I stumbled across an article on this diet reading the Guardian the other day. I was thinking about my health and was fairly satisfied with the progress I had made here - losing weight, walking more, riding my bike, eating and snacking less. However, somehow, this diet made sense to me for the simple reason that it didn't really seem like a diet. It doesn't require anything I can't do. On this diet you fast two days out of seven.  Two consecutive days of fasting is not encouraged. I've fasted in the past and was able to do it as long as I kept busy. My first day fasting was busy. I worked, and followed my usual routine minus breakfast, lunch and dinner.  There were no particular urges to run to the local convenience store for a snack or raid the fridge.

I looked at the Wikipedia page on the Fast Diet and under criticism was the following:

According to the UK National Health Service there is no evidence that the diet meets its claims of benefit and that "due to the very real uncertainties about the 5:2, especially as little is known about whether it could be harmful to health in the long-term, most health professionals would recommend you stick to the tried and trusted methods for weight loss and disease prevention."
NHS goes on to label it a "fad diet" that can be "bad for your health." [5]
I am usually skeptical of diets, but I'm even more skeptical of government organizations that are critical of something that would have profound impacts on the way we eat, purchase and choose food. It would seem that there is a vested interest in preserving the status quo. 
For most people, tried and true methods of weight loss and disease prevention, that is, diet and exercise, don't work. We have been seduced by sweet, salty, fatty foods. Exercise is something we have to add to our life rather than it being a natural part of it. Essentially, we have to go out of our way to be healthy.

The beauty of this diet is that it does not require us to make any radical changes other than cutting down on eating for two days of the week. Why is this bad for your health?

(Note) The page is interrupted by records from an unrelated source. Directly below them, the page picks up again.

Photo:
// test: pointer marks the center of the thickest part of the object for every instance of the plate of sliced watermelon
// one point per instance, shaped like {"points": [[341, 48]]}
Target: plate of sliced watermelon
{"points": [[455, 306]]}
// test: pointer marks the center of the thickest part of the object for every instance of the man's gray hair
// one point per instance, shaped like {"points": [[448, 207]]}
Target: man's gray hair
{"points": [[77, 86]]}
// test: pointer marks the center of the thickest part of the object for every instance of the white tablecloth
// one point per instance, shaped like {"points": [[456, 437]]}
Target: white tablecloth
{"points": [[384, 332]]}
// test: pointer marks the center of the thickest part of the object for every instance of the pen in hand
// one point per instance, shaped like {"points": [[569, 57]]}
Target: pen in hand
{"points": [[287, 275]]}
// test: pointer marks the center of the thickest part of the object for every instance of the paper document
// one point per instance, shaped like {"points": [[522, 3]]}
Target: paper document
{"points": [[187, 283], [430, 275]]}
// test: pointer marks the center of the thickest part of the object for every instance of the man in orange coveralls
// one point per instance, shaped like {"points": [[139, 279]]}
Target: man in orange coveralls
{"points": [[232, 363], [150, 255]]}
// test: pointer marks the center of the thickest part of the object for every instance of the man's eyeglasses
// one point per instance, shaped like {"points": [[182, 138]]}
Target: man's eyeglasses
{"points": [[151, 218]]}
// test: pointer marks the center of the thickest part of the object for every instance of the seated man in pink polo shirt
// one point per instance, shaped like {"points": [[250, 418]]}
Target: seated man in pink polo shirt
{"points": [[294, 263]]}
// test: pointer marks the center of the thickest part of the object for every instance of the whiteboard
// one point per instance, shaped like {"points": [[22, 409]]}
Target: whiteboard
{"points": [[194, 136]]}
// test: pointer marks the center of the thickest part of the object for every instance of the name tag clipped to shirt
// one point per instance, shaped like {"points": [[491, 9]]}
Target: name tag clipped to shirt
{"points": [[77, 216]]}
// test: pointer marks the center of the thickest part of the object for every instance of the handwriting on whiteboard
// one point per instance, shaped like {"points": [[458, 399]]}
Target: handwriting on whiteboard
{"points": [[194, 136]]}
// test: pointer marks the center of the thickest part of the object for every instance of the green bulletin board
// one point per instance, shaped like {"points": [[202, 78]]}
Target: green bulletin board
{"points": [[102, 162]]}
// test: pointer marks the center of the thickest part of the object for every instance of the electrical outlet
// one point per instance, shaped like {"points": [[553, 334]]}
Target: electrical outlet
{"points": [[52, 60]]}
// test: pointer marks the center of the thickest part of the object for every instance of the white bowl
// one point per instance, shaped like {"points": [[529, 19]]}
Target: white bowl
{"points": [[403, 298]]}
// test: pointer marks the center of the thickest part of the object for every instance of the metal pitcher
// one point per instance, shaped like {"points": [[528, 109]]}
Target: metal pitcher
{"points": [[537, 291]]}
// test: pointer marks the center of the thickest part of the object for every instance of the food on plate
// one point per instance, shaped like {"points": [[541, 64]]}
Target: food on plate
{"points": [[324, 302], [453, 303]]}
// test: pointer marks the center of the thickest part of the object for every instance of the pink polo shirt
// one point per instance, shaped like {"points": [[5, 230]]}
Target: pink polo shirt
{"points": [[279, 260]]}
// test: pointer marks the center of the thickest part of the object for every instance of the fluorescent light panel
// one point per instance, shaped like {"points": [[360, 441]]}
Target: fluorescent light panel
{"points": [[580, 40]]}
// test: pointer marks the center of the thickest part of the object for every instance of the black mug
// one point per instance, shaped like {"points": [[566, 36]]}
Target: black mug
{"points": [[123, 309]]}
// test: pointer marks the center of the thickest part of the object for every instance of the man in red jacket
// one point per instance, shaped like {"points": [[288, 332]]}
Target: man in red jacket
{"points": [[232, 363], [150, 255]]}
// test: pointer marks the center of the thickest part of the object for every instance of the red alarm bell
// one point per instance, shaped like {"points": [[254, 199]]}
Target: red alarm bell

Westerners eat too much in general.  The real threat is probably the harm it might do to major supermarket chains if people go to the store less, not if  "you stick to the tried and trusted methods for weight loss and disease prevention". For most people those tried and trusted  methods involve medicines with rather severe potential side effects. They also do not allow our bodies to use their potential to heal ourselves. If the possibilities of treating cancer, heart disease, lowering cholesterol and blood pressure, and controlling insulin levels can be ameliorated with something as simple as fasting, then long term clinical studies would seem to be warranted. I hope the NHS plans to carry some out. 

In the meantime, I will take the plunge. I already live in a culture that doesn't believe in overeating. I just want to take it to the next level to prevent problems that might be lurking down the road; My mom developed diabetes and was battling with weight control in her last years. She had had bypass surgery, high cholesterol and high blood pressure. That gives me plenty of motivation to try a regimen that can help my body control those risks naturally. Given the alternatives, fasting doesn't sound so radical to me.